Así pues, comencé a construir la caseta con cúpula. Pero, por supuesto, a partir de una cierta altura los ladrillos empezaron a caerse hacia adentro y, a pesar de que busqué inspiración en un libro sobre Estambul con imágenes de la gran mezquita de Santa Sofía, me desanimé y aplané la cúpula. El resultado final parecía más bien una seta de cuento o la planta inferior de una pagoda truncada.

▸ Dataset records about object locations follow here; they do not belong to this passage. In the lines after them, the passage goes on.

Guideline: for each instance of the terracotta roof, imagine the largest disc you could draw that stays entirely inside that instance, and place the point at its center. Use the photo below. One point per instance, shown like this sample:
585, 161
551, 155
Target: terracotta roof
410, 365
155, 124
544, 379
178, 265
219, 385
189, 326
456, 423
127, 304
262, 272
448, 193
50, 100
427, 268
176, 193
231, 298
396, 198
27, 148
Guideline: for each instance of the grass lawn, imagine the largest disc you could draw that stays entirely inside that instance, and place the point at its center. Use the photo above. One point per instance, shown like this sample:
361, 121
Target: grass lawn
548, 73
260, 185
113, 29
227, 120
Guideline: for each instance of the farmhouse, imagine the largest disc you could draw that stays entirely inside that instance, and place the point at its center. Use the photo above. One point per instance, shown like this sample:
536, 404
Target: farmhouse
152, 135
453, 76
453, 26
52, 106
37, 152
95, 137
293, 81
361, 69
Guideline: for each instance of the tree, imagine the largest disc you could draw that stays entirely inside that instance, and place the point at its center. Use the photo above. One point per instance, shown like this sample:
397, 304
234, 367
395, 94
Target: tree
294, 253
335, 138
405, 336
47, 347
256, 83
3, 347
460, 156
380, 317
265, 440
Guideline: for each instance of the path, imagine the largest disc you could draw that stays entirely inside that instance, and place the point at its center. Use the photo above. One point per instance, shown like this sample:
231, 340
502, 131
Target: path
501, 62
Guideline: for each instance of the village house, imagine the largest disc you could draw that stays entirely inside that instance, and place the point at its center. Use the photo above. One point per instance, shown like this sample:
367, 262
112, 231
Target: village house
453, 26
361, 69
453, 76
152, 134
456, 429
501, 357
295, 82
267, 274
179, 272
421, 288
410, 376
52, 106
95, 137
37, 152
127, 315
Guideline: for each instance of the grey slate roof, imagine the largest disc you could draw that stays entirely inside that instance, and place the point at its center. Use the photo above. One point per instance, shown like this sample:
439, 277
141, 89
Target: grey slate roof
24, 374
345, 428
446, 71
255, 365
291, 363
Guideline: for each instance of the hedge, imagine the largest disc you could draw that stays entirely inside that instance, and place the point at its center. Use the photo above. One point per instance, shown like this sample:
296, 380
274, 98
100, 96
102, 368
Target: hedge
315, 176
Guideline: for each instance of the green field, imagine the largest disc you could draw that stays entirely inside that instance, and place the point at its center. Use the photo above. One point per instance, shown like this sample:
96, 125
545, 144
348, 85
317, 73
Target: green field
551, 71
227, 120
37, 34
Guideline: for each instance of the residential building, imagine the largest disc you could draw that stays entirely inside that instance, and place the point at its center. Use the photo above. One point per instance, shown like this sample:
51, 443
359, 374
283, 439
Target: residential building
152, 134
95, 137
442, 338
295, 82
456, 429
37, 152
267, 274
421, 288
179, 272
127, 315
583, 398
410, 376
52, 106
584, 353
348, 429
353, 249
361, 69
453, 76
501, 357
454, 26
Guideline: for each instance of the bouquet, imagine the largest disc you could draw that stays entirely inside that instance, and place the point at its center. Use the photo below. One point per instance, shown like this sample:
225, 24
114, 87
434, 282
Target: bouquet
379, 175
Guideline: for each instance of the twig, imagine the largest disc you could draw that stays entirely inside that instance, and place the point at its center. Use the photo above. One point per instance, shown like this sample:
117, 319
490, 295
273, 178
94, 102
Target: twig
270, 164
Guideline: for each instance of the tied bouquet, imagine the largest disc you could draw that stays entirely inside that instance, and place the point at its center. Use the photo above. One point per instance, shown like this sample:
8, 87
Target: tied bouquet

Dos semanas más tarde se presentó un nuevo técnico de Telefónica. Se trataba de otro hombre distinto, un aficionado a la cría de palomas que llevaba un receptor con la pila completamente cargada, lo cual le granjeó inmediatamente mi afecto.

– ¿Qué diantres es eso? -preguntó al llegar, mirando aquella especie de caseta para el perro.

– Es lo que hemos construido para alojar el aparato receptor del teléfono -dije con orgullo.

– ¡Bendito sea Dios, hombre, ahí no puede poner un teléfono! -dijo mirándome lleno de asombro-. ¡Está en medio de la chumbera!

Le conté lo de su predecesor con su pila descargada.

– Pues, de acuerdo con mi contador, pueden ponerlo aquí mismo donde estamos hablando, justamente en la cocina… sí, esta señal será más que suficiente -dijo señalando la viga de madera de encima de la ventana, el lugar ideal para un teléfono. Dio unas cuantas vueltas más por la casa por si acaso encontraba una señal mejor en algún otro lugar, pero afortunadamente no fue así.

– Esas palomas que tienen ahí son preciosas -dijo mirando unas cuantas que se habían posado en nuestro tejado.